Le conseil supérieur de l’éducation (CSE)

Le Conseil Supérieur de l’Éducation (CSE) est une instance très méconnue des lycéens. Et pourtant elle a une importance primordiale à l’Éducation nationale. Pour décrypter le CSE, Arthur Moinet, secrétaire général du Syndicat Général des Lycéens (SGL), élu lycéen au CSE en 2015, qui vient de passer son baccalauréat en filière ES et d’entrer à Sciences Po Paris, répond à nos questions.

Définition officielle du rôle du CSE

Le CSE est l’instance la plus importante de l’Éducation nationale : il est consulté sur tous les textes juridiques (décrets ou lois) concernant l’école ou le supérieur avant qu’ils ne soient adoptés. Le CSE a ainsi la possibilité d’amender tous les décrets qui vont être votés.

Il y a 97 membres qui représentent toute la communauté éducative : les personnels de l’Éducation nationale, les enseignants, les « usagers » (parents d’élèves, lycéens, étudiants) et les collectivités territoriales. Trois lycéens sont élus au CSE. Il se réunit une quinzaine de fois par an.

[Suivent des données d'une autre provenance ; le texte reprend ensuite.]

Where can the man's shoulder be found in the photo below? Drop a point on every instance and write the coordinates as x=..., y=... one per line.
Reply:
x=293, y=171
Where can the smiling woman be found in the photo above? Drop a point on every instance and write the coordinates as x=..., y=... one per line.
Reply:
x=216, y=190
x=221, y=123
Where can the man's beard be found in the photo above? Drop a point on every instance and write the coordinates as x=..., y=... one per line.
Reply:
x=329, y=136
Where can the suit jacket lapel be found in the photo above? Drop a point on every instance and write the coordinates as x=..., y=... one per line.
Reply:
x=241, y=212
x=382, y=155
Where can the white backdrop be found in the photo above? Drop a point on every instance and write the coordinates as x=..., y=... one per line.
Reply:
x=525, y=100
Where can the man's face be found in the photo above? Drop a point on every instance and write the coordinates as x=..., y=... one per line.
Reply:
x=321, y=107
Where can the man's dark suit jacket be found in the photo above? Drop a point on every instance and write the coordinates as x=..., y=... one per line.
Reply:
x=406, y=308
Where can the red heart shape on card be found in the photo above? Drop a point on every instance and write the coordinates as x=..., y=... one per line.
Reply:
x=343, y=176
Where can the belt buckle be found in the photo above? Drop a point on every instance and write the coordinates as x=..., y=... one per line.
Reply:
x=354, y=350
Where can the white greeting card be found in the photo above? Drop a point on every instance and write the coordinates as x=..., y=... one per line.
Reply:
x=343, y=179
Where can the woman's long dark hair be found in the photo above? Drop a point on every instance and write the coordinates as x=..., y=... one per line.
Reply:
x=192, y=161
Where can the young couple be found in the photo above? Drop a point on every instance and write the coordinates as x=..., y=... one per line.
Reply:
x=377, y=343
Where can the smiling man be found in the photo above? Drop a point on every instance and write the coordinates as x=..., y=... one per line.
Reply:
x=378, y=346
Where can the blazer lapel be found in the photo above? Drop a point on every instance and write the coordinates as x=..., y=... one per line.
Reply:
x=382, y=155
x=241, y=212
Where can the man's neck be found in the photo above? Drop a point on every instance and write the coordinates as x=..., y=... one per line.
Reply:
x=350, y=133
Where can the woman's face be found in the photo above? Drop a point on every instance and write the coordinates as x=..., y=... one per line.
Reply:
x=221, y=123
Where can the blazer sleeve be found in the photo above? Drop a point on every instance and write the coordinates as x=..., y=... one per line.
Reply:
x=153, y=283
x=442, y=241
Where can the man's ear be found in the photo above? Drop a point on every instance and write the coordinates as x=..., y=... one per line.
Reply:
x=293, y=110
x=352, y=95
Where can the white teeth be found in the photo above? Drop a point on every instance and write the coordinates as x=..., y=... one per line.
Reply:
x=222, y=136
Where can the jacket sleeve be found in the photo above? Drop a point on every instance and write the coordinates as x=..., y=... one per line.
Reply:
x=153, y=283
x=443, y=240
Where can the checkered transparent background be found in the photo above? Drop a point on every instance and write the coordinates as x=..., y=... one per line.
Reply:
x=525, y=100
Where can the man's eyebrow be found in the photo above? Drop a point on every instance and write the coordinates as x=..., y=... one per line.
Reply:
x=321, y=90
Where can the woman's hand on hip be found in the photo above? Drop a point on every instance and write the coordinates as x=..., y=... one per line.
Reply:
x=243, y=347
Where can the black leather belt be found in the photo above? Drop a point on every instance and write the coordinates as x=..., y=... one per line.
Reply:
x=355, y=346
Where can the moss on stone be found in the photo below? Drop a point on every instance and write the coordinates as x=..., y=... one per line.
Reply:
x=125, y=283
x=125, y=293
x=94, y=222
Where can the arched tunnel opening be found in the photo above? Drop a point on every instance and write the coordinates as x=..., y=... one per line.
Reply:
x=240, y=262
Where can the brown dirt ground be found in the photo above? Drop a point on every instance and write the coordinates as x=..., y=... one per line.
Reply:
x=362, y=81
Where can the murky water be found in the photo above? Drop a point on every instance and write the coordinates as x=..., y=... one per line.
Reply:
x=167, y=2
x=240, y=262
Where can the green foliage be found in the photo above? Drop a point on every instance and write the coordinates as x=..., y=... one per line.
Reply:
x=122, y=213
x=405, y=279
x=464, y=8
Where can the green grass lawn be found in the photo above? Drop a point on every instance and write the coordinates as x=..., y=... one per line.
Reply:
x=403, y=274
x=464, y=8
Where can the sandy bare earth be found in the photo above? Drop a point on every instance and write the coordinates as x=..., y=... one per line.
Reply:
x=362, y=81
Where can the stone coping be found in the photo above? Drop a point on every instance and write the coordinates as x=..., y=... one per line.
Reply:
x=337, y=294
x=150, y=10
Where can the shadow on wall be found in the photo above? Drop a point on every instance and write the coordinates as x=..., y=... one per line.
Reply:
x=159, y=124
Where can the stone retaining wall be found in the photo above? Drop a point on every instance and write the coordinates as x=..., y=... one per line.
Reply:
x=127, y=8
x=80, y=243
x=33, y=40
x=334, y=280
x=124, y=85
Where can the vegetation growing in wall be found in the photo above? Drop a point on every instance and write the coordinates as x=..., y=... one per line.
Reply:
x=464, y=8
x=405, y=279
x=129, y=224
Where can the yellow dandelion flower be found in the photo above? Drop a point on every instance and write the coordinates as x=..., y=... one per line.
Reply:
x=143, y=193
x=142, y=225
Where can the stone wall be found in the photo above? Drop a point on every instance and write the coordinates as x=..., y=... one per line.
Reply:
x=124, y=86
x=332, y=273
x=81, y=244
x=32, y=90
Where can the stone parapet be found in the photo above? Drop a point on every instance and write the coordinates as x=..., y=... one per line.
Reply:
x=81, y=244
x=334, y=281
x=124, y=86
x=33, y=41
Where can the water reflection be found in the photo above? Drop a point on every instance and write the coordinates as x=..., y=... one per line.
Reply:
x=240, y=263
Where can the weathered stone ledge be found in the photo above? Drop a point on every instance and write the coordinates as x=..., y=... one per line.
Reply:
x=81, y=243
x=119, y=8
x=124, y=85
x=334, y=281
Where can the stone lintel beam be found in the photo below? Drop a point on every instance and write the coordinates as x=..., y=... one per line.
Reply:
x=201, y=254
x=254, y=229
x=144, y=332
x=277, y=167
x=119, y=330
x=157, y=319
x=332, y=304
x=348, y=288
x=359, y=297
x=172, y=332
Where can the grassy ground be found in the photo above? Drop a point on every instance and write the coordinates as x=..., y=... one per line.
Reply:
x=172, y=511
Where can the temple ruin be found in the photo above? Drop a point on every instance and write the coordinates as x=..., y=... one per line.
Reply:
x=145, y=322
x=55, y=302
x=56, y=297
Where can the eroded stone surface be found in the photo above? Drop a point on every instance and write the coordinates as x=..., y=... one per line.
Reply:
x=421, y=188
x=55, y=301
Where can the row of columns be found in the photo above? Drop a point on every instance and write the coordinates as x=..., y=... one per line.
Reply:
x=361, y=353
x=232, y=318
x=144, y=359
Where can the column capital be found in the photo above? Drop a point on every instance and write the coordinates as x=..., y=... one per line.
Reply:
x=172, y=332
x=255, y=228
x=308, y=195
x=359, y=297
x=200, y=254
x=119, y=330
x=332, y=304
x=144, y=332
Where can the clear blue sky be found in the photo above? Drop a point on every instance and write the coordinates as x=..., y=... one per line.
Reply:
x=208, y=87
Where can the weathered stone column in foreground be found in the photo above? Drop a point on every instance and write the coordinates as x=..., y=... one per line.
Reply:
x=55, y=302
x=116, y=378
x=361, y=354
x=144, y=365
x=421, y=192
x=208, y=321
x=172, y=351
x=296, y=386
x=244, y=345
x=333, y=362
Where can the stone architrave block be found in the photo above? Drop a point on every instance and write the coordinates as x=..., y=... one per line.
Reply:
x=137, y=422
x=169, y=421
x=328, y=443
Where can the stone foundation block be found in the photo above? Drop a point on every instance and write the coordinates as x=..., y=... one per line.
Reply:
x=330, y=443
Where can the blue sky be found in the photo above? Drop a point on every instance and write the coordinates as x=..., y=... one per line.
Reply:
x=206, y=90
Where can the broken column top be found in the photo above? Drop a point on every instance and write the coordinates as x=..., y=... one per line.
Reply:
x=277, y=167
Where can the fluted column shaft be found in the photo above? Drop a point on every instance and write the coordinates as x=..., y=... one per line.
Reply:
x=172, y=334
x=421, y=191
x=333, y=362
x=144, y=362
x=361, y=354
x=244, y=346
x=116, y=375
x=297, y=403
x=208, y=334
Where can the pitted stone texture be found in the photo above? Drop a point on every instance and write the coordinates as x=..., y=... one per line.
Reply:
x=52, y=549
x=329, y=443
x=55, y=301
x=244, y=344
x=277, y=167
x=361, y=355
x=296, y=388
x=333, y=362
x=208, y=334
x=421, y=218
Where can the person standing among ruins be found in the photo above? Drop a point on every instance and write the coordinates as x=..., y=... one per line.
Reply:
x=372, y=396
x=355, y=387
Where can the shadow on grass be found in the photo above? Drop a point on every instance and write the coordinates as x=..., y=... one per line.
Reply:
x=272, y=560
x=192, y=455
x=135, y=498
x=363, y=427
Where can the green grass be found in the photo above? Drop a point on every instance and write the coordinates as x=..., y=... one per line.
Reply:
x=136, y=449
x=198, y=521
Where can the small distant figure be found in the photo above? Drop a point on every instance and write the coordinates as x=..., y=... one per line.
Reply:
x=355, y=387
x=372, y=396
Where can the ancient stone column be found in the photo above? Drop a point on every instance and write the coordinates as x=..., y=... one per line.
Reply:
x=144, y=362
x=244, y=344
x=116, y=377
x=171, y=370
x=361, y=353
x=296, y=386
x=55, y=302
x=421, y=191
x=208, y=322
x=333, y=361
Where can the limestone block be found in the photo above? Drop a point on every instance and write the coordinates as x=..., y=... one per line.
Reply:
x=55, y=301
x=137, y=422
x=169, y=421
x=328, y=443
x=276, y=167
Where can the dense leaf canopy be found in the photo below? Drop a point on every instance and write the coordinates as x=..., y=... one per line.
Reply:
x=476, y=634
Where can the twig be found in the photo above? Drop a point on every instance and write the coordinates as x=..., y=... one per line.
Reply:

Cette instance est présidée par le ministre de l’Éducation nationale, mais le CSE n’en demeure pas moins une instance consultative. En revanche, selon Ivan Dementhon, élu lycéen de l’Union National des Lycéens (UNL) au CSE entre 2013 et 2015, « le CSE représente toute la communauté éducative donc même si ce conseil n’est que consultatif, il a un poids politique très important. »

Comment peut-on agir au sein du CSE ?

  Pour agir au sein du CSE, il faut déjà comprendre ce qui s’y passe : « c’est un environnement très technique ; être élu au CSE n’est pas donné à tous les lycéens, affirme Arthur Moinet, mais au fur et à mesure des séances on arrive à se débrouiller. Pour pouvoir agir, il faut donc bien étudier en amont les textes qui seront traités durant la séance. »

Un lycéen au CSE « au même titre que les autres membres, a le droit de vote, le droit de déposer des amendements sur des textes et d’intervenir » affirme Ivan Dementhon. Ce sont ici les principaux moyens d’agir au sein du CSE.

Mais on peut légitimement se demander comment 3 lycéens isolés peuvent faire passer des amendements face à beaucoup « d’adultes ». L’élu UNL apporte une partie de la réponse : « durant notre mandature au CSE nous avons réussi à constituer avec nos partenaires un « pôle des usagers du Service Public d’éducation » avec les élus étudiants et les élus parents d’élèves. L’harmonisation de nos votes sur une majorité des textes nous a permis de porter une voix forte pour la défense des intérêts des usagers de l’éducation. » L’élu SGL apporte une autre partie de la réponse : « nous avons un élu spécialement chargé de la communication avec les syndicats et les fédérations qui fait un travail en amont des réunions pour défendre nos propositions au CSE. »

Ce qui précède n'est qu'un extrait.